Fitbit Sense Brings ECG and Stress Sensing to Your Wrist
Fitbit's $329 Sense adds ECG, a first-of-its-kind EDA stress sensor, and skin temperature tracking, launching alongside Versa 3 and Inspire 2.
Fitbit’s new flagship, the Sense, started shipping this week at $329, and it’s the most medically-minded thing the company has ever put on a wrist. The headline feature is an ECG app that can generate a single-lead electrocardiogram reading in about 30 seconds, checking for signs of atrial fibrillation. That puts Fitbit in the same territory Apple Watch has occupied since Series 4, and it’s a meaningful move for a company that’s built its identity on step counts and sleep scores rather than clinical-adjacent tools.
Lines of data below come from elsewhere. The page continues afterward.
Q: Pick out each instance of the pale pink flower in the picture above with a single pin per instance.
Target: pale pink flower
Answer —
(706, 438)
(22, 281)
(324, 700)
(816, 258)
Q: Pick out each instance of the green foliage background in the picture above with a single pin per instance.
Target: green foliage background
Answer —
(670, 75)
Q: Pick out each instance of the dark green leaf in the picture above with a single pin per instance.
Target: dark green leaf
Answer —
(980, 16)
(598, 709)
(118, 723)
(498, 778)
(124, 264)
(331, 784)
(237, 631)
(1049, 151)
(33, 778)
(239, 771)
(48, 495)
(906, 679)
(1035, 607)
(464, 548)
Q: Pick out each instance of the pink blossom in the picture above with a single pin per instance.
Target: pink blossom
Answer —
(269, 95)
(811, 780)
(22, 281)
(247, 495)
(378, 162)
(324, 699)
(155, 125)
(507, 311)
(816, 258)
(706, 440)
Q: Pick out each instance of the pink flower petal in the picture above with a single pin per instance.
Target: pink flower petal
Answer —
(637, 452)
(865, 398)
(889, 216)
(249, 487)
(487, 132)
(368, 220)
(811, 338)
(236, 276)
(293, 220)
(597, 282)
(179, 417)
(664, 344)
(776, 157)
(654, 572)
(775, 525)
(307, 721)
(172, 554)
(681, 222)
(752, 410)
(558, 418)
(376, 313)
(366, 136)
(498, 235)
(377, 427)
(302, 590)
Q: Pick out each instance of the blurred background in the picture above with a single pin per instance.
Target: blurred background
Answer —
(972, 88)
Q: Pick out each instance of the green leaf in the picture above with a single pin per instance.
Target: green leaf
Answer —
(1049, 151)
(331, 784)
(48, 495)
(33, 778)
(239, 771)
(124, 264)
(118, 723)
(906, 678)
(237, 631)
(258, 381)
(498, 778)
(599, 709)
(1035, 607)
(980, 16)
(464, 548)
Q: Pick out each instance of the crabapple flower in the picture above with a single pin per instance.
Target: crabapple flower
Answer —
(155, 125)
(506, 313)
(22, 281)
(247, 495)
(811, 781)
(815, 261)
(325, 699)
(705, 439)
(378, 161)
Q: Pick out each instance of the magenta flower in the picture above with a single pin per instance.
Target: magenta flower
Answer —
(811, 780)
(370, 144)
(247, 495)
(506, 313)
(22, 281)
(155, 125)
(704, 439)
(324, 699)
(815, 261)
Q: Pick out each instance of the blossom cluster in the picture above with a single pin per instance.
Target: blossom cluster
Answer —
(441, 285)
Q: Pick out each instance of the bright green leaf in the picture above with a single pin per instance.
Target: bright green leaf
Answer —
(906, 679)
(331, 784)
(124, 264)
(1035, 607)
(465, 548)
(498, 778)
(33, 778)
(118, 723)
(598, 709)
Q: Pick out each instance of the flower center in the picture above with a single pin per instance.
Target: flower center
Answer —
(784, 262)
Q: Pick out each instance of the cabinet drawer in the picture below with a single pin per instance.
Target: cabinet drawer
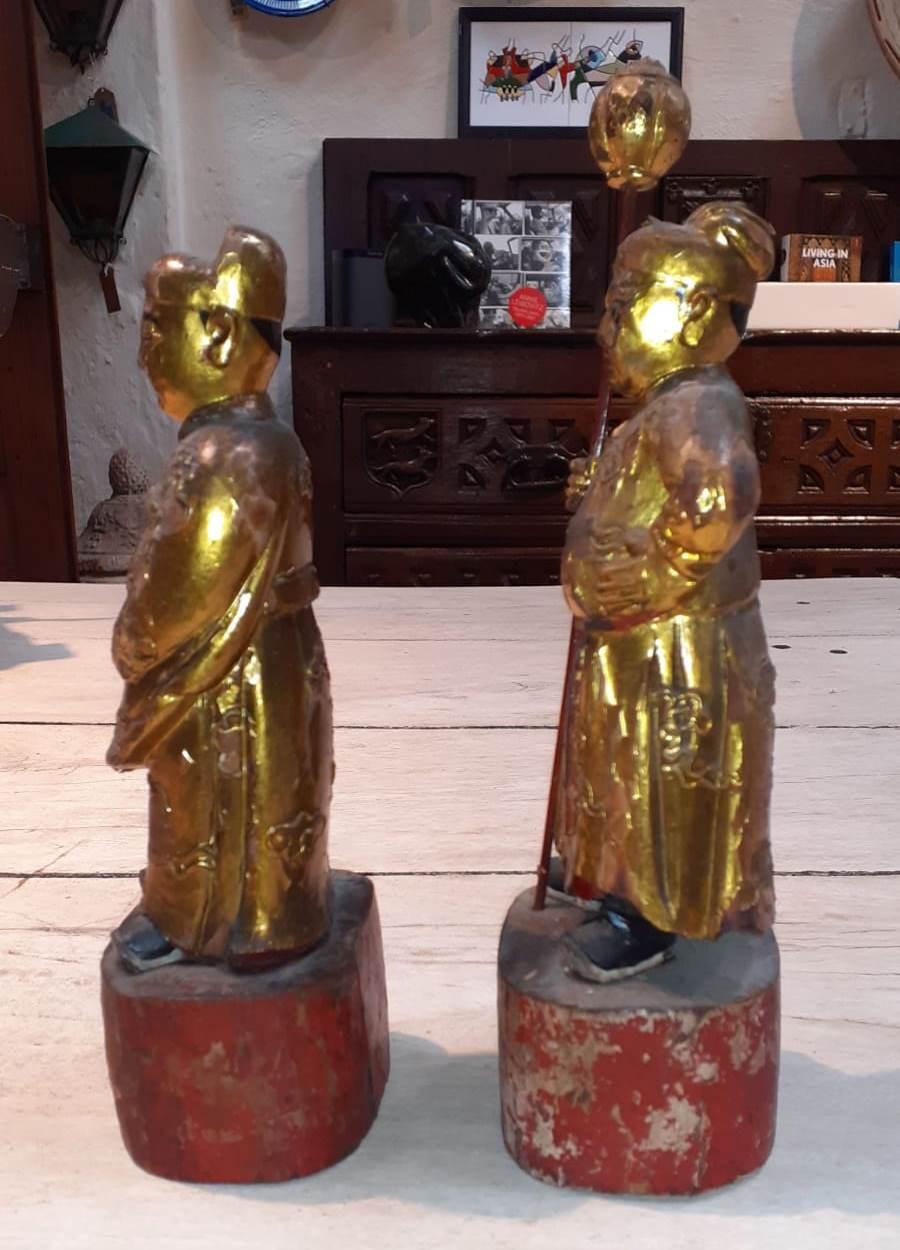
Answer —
(833, 455)
(453, 566)
(830, 563)
(461, 455)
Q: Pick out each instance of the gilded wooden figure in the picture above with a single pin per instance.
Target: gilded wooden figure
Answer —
(226, 689)
(661, 814)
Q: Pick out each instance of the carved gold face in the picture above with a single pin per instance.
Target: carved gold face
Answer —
(680, 294)
(211, 333)
(658, 323)
(198, 356)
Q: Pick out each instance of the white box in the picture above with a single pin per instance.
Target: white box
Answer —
(826, 306)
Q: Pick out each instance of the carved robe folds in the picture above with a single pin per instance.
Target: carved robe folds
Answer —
(226, 699)
(668, 731)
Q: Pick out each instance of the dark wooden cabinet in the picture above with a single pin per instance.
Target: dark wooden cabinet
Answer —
(439, 456)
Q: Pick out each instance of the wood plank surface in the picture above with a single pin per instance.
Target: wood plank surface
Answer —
(411, 663)
(446, 704)
(434, 1173)
(435, 800)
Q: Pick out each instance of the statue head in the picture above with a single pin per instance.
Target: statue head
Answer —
(681, 294)
(214, 331)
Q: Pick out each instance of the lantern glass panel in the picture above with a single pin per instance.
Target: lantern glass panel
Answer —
(80, 28)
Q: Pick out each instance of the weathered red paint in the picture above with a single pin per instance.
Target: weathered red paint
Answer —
(226, 1076)
(649, 1086)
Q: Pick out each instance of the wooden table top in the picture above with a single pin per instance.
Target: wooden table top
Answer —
(445, 704)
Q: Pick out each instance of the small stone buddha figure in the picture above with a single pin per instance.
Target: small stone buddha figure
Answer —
(109, 540)
(226, 690)
(663, 811)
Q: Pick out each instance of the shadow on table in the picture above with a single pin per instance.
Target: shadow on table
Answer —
(438, 1144)
(19, 649)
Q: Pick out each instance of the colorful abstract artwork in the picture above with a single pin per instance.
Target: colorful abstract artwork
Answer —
(538, 70)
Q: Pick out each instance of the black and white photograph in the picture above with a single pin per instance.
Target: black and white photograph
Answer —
(521, 258)
(544, 256)
(495, 319)
(548, 219)
(504, 251)
(498, 218)
(501, 286)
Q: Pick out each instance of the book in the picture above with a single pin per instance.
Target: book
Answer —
(529, 246)
(894, 271)
(821, 258)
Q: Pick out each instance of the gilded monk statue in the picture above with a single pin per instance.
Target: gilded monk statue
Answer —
(661, 815)
(226, 690)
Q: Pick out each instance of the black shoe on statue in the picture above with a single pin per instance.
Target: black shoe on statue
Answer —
(141, 946)
(615, 946)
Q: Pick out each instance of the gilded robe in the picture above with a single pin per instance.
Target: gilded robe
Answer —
(668, 723)
(226, 693)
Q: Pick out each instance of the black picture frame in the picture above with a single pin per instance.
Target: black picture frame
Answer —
(521, 15)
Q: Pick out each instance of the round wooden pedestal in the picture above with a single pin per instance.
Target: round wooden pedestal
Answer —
(253, 1076)
(661, 1084)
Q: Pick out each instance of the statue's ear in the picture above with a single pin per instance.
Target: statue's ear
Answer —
(701, 309)
(221, 329)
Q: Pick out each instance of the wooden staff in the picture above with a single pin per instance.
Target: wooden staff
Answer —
(625, 224)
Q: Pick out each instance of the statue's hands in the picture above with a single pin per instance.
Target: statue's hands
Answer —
(620, 571)
(619, 576)
(581, 473)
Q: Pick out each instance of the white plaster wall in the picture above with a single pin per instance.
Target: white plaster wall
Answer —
(109, 403)
(238, 110)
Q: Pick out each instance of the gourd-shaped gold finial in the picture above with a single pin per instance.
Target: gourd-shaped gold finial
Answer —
(639, 125)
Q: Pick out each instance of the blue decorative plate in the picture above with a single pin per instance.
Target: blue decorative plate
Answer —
(288, 8)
More interesting to me, though, is the electrodermal activity (EDA) sensor — Fitbit is calling it a first-of-its-kind feature for a mainstream wearable. It works by measuring tiny changes in the sweat level on your skin, which correlates with your body’s stress response. You place your palm over the watch face for a couple of minutes, and the app scores how calm or reactive your body appears to be in that moment. It’s not going to diagnose anxiety, but as a nudge toward noticing your own stress patterns over weeks, it’s a genuinely novel use of wearable sensors.
Rounding out the sensor suite is continuous skin-temperature tracking, which Fitbit is positioning as a way to spot deviations from your personal baseline — useful for things like flagging a fever coming on, or noticing shifts tied to a menstrual cycle, rather than giving you an absolute number you’d compare to a thermometer reading.
Not just about the sensors
Sense also gets a redesigned aluminum case, a bigger AMOLED display, and Fitbit’s usual strengths in battery life and sleep tracking, which the company has quietly gotten very good at over the years. It’s launching alongside two cheaper siblings: the Versa 3, which inherits some of Sense’s smartwatch features like built-in GPS and Alexa/Google Assistant support without the medical sensors, and the Inspire 2, a slim fitness band for people who just want step and heart-rate tracking without the bulk.
The timing here is hard to ignore. Google announced plans to acquire Fitbit late last year, and that deal is still winding its way through regulatory review in multiple countries. Whatever happens with the acquisition, Fitbit is clearly not sitting still in the meantime — this is a genuine expansion of what the hardware can sense, not just a spec bump.
The obvious comparison point is Apple Watch, which has ECG and irregular-rhythm notifications already, plus fall detection and blood-oxygen sensing on the newest models. Fitbit’s answer is to lean into cross-platform support (Sense works with both iOS and Android, same as always) and to be first to market with stress sensing, which no other major wearable currently offers. Whether EDA readings turn out to be actionable or just another number to glance at and forget is the real open question. I’d want to live with one for a few weeks before deciding if it changes how I think about a stressful day, but as a hardware move, this is Fitbit swinging harder than it has in years.